Para o efeito, e entre outras matérias (como seja a gestão algorítmica da plataforma, as obrigações de informação sobre essa gestão junto dos profissionais ou o controlo humano dos sistemas automatizados), a Proposta adota um mecanismo de presunção de existência de contrato de trabalho, entre a plataforma e a pessoa que nela trabalha, sempre que dois ou mais dos critérios nela elencados se verifiquem.
Desta feita, os critérios (ou indícios) refletem já uma conceção sobre como a hetero-determinação da atividade (i.e. o controlo dessa atividade) se projetaria num ambiente de plataforma, a saber: fixação ou limites máximos de remuneração; imposição de regras de aparência ou conduta; supervisão ou verificação da qualidade dos resultados do trabalho; restrição à organização do trabalho nomeadamente no que toca a horários, períodos de ausência, liberdade de aceitar ou recusar serviços ou subcontratação; restrição no desenvolvimento de carteira própria de clientes ou de trabalhar para terceiros.
Em Portugal, o quadro legal do trabalho em plataformas é atualmente circunscrito no objeto, e original na solução. À data de hoje, apenas o transporte de passageiros (TVDE) está a coberto de um regime próprio (que não se aplica, por conseguinte, a outro tipo de serviços em plataforma). Por seu turno, a circunstância de a plataforma contratar com o operador de TVDE e de este ser, necessariamente, uma sociedade (originalidade nacional), traduz um obstáculo a que qualquer relação laboral direta entre motorista e plataforma possa surgir (a relação entre ambos é necessariamente intermediada pela figura do operador de TVDE).

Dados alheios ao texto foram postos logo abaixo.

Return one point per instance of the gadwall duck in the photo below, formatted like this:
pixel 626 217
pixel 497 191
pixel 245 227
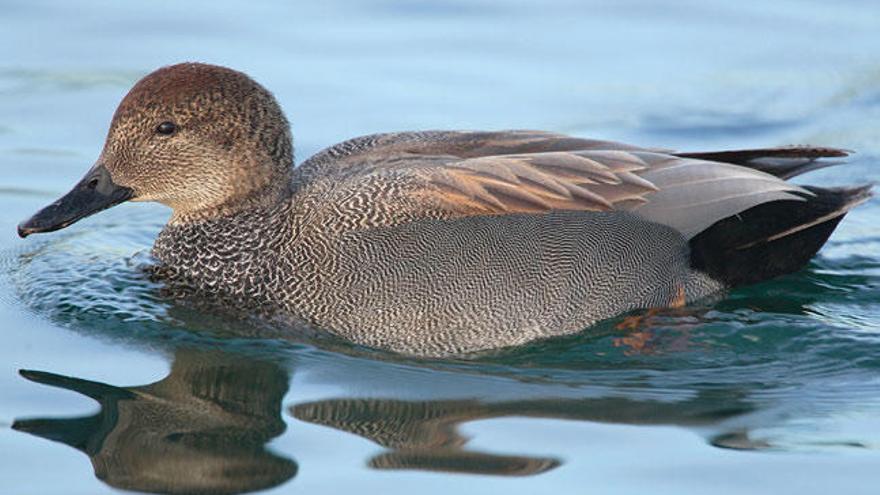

Recorde-se no entanto que o tema do trabalho em plataforma traduz um dos dez eixos prioritários definidos pelo Governo na Agenda do Trabalho Digno, e da qual resultou uma proposta para alteração do Código do Trabalho, nela se incluindo (tal como o fez a Proposta de Diretiva) uma presunção de contrato de trabalho entre o prestador de atividade e quem opera a plataforma, quando verificadas determinadas características, pensadas e adaptadas à realidade digital.
A evolução prevista do quadro normativo parece assim apontar para que se venha a admitir que quem trabalha numa plataforma possa vir a ser qualificado como trabalhador subordinado da entidade que a gere, em função do modo e caraterísticas com que a atividade é realizada. Ainda assim, talvez seja de refletir sobre se a forma como a proteção destes profissionais vem sendo pensada será, efetivamente, a mais adequada.
Com efeito, tal proteção não é necessariamente dependente da existência ou reconhecimento de um contrato de trabalho com a entidade que gere a plataforma, podendo eventualmente bastar-se com um regime autónomo e especificamente pensado para o efeito (que reflita a natureza peculiar deste tipo de atividade).
E ainda que estes profissionais venham a ser trabalhadores subordinados, a aplicação do regime geral laboral – mesmo que com as necessárias adaptações – constituirá um desafio quando deixada a cargo de empresas e particulares: se a inadequação das características tradicionais do contrato de trabalho ao mundo das plataformas vai ao ponto de exigir um total reequacionar destas últimas, e se o regime legal existente foi pensado em função de uma noção de contrato de trabalho assente nessas mesmas características, não seria de equacionar, pelo menos, a aprovação de um regime laboral especial? O tempo o dirá.